Cantidad de actos de todo tipo los que se han celebrado a lo largo de su feria con una enorme afluencia de público, son incalculables las miles de personas que diariamente recorrían el recinto ferial desde las primeras horas de la mañana, hasta bien avanzada la noche, era un desfile constante de gente prácticamente de toda España.
No me cabe la menor duda que tanto el Ayuntamiento, como la Diputación, se han preocupado al máximo para que esta feria tuviera un acento especial, no fallara nada y quedara en el recuerdo de todos los asistentes. Se debe felicitar a la organización, es cierto que en la mayoría de los casos han conseguido su propósito; pero como toda regla tiene su excepción, también aquí la hubo, y si no pregúntenselo a esos miles de aficionados a la fiesta de los toros que tarde tras tarde se daban cita en la histórica plaza de toros.
Desde que aparecieron los carteles hasta que se arrastró el ultimo toro, dejó mucho que desear.

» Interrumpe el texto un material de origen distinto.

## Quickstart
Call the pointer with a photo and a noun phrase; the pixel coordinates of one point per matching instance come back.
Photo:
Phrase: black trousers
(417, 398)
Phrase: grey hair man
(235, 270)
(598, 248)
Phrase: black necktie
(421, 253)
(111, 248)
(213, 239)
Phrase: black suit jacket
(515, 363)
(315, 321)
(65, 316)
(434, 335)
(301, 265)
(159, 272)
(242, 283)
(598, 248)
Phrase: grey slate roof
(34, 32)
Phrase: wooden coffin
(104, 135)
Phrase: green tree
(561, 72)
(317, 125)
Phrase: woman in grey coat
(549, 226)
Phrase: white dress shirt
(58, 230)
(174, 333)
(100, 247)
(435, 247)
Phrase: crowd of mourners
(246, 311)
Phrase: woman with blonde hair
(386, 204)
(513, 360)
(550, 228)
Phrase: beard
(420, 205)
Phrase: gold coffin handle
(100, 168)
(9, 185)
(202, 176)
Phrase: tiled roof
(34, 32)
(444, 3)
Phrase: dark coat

Viendo lo acontecido Albacete puede presumir de feria, pero no de feria taurina, eso que le quede claro por si alguien tiene la menor duda.
Albacete no debe cimentar su feria con los toreros locales y las cuatro figuras, olvidándose completamente de toreros que están en un gran momento y no tuvieron cabida al programar la feria ni en las cuatro sustituciones que hubo; como es el caso de Curro Díaz, Leandro, Morenito de Aranda e incluso el toreo agitanado de Oliva Soto.

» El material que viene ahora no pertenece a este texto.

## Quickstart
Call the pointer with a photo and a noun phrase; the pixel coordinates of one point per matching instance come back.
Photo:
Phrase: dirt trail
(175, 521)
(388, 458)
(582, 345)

Estoy seguro que cualquier aficionado hubiese visto con agrado que los puestos de las sustituciones hubiesen sido ocupados por cualquiera de los mencionados, y no repetir a toreros que ya estaban en los carteles o otros que habían pasado por la feria sin haber hecho motivos suficientes como para repetirlos, pese a las dos orejas que había cortado Cesar Jiménez.
De los festejos poco que resaltar pese a la cantidad de orejas y puertas grandes que se sucedieron, la categoría de una plaza no la dan las orejas ni las puertas grandes, la dan el toro y la seriedad del palco.
Exceptuando los toros de rejones si no me fallan las matemáticas se cortaron 22 orejas y hubo 8 salidas por la puerta grande, esto parecía las rebajas de el Corte Ingles, no entiendo a quien se pretende engañar si no es a la misma plaza de Albacete; plaza que presume de ser la más importante de todas las de segunda categoría e incluso comparándose en muchos casos con las principales de primera. No nos equivoquemos ni equivoquemos a nadie, este año ha estado más cerca de una plaza de tercera, que de lo que desea esa sufrida afición.
No se puede dar importancia a una plaza, cuando la mayoría de los toros solo han tomado un puyacito en muchos casos tapándole la salida, no se puede dar importancia a una plaza, cuando en sus carteles no se cuenta con toreros que normalmente están en otras ferias por meritos aunque no tenga carnet de “figuras”, ni se debe dar importancia a una plaza cuando por cuatro derechazos con la muleta retrasada porque caldeen a un cierto sector del público se le concedan las orejas.
Albacete debe volver a ser lo que ha sido, y para eso la autoridad debe velar por el aficionado y dejarse de hacer la vista gorda en toros, carteles y sustituciones.